Del bronceado carcelario a la minipestaña
Antiguamente, los presos salían de las cárcel es con la enfermiza palidez de quienes han estado "a la sombra", expresión inseparable de la perdida libertad. En tiempos de los trabajos forzados, ese curtido de cara, cogote y antebrazos era también común entre los extinguidos peones camineros, gente solitaria y laboriosa que vivía en exiguas casetas, parcheaban las carreteras y los senderos y constituían el último eslabón en la cadena de los funcionarios del Estado. Ya no hay, al menos en su anterior apariencia, peones camineros y tampoco presidarios exangües de pies y miradas huidizas.Quizá sea la confusión del cambio de milenio y sus trastornos, pero muchas cosas dejan de parecerse a lo que fueron, sin que nos apercibamos. A estas alturas podemos encontrar a una persona conocida, o simplemente notoria, luciendo un atractivo y cosmopolita bronceado, circunstancia que antes apenas despertaba la inane curiosidad de atribuirlo a la brisa marina, las saladas arenas de una playa, el espigado viento estival de la montaña y el moreno mate de la piscina municipal o la terraza casera.
Hay otro tono tostado que ahora puede ir acompañado de clamorosa publicidad indeseada. ¿Bronceado de litoral, de Pirineos, de azotea o de Alcalá-Meco? Por frecuentes reportajes, televisados sabemos lo proclives que son algunos proscritos, convictos o presuntos confesos a tomar el sol en los incómodos tejados carcelarios. Dejaron de estar a la sombra, lo que, sin duda, habría satisfecho moderadamente a doña Concepción Arenal y disipado el lóbrego horror de los baños de Argel y las prisiones encadenadas de Segismundo.
Como de puntillas, desaparecen hábitos, cosas que tenían fijeza estacional, desconocidas de las presentes generaciones. De las cervecerías de la plaza de Santa Ana, de Santa Bárbara, de la calle Serrano, se ha esfumado, tenue y definitivamente, el vendedor de mojama, camarones y cangrejos de río, radiante de blancura la chaquetilla, calada la gorra de visera y colgada junto al codo la cesta de mimbre, cubierta por un paño inmaculado la sabrosa mercancía que estimulaba la sed y tan bien casaba con el amargo sabor de los bocks y las cañas. Una artera e impune política fluvial ha deshabitado los ríos manchegos de sus oblicuos moradores, deliciosa su escasa carne y suculentas pinzas. ¿Qué se hizo de los vendedores de mojama, tasajo y bocas de la isla?

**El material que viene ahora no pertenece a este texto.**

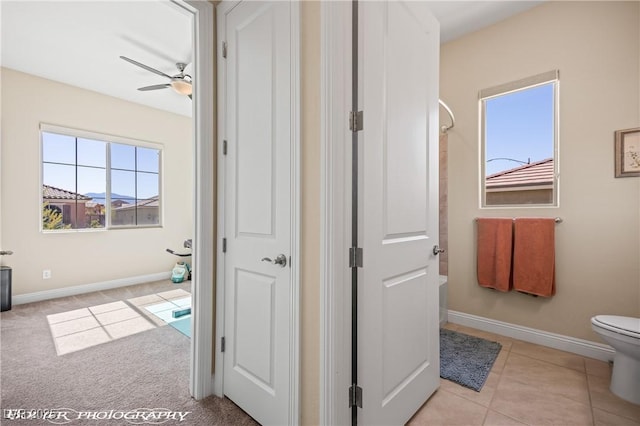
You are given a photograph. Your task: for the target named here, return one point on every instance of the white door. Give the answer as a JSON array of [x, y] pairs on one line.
[[258, 117], [398, 337]]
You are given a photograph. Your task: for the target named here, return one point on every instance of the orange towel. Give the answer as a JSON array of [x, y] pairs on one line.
[[534, 256], [494, 253]]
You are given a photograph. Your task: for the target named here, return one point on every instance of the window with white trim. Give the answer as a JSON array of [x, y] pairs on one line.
[[519, 142], [94, 181]]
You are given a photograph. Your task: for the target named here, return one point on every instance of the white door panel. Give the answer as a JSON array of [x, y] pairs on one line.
[[398, 338], [257, 127]]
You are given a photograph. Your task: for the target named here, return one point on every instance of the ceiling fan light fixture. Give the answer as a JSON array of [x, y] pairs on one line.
[[182, 87]]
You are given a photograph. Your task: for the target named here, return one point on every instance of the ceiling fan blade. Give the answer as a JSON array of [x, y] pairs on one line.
[[146, 67], [154, 87]]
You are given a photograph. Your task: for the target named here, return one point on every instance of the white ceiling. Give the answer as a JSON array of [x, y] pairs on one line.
[[79, 42], [458, 18]]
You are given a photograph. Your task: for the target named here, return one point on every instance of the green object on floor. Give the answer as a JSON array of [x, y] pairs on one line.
[[177, 313], [179, 272]]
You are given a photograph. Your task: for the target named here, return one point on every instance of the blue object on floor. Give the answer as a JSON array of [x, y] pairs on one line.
[[177, 313], [183, 326]]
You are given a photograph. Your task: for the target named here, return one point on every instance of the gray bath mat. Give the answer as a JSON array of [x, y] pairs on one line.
[[466, 360]]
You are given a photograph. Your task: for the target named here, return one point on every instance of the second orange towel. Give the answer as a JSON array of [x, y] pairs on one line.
[[494, 253], [534, 256]]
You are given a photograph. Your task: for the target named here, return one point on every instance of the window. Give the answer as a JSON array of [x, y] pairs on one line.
[[98, 181], [519, 142]]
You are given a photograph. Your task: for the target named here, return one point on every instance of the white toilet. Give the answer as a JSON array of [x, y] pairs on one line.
[[623, 334]]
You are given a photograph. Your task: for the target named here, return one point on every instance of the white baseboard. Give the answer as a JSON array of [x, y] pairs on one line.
[[557, 341], [87, 288]]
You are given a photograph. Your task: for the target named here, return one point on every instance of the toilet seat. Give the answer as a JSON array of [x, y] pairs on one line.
[[627, 326]]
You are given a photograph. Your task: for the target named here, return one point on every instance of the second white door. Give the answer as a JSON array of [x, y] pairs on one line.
[[257, 121], [398, 338]]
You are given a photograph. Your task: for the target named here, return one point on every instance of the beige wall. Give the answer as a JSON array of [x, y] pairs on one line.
[[77, 258], [310, 213], [596, 47]]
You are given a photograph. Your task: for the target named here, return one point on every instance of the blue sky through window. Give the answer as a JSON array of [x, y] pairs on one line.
[[81, 167], [519, 126]]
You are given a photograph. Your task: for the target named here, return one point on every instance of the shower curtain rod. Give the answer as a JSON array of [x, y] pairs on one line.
[[444, 127]]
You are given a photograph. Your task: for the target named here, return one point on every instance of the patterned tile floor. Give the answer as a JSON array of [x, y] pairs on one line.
[[531, 385]]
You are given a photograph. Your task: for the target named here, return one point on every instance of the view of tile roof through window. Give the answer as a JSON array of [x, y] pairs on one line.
[[534, 174]]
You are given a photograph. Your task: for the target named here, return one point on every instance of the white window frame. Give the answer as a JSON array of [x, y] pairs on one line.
[[549, 77], [108, 139]]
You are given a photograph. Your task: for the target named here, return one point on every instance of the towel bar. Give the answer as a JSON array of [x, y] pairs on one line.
[[557, 219]]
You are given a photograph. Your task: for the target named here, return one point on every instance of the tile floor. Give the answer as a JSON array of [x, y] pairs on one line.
[[530, 385], [85, 327]]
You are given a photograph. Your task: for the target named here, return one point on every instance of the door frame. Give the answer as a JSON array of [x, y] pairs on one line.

Otro cambio aún que, con la reserva que requiere y la mayor de las consternaciones, me atrevo a señalar con alarma y deseo de ser una engañosa apreciación subjetiva: las pestañas femeninas. Mi medio de transporte y desplazamiento por Madrid es el colectivo y ello me ofrece una discreta observación de mis paisanos. Desde hace semanas miro de reojo al rostro de las mujeres jóvenes; es un gesto atávico que, simplemente, ha modificado el objetivo anatómico. En edad más temprana la atención se deleitaba en otras zonas corporales. Ahora me fijo al través, desde arriba, si van sentadas, de perfil y desde cualquier ángulo desapercibido, en las pestañas y descubro, con desasosiego, que son, o me parecen, más cortas y menos umbrías que antes. He insistido en la investigación, tanto como permite la buena crianza, y desechado el aditivo del rimel, más o menos sofisticado, subsiste la impresión de que no son aquellas sedosas, curvadas, espesas y acariciantes pestañas que archiva mi memoria. Descartada asimismo la desafiante naturalidad juvenil, con el indudable atractivo del producto fresco y sin recargos, sobrevive la impresión ominosa de que no son la s de antaño. Quizá venga compensado porque lucen ahora piernas más largas y hechuras dos o tres tallas mayores. Váyase lo uno por lo otro.
Si desaparecen los peones camineros, el bronceado se procura en el trullo, no hay mojama ni cangrejos y se devalúan los ojos de nuestras conciudadanas y su incitante y peligroso parpadeo, estamos aviados. Lo siento, sé que me vuelvo anticuado, que soy viejo, pero no estoy por la pestaña-mini. Algo debería hacer quien corresponda.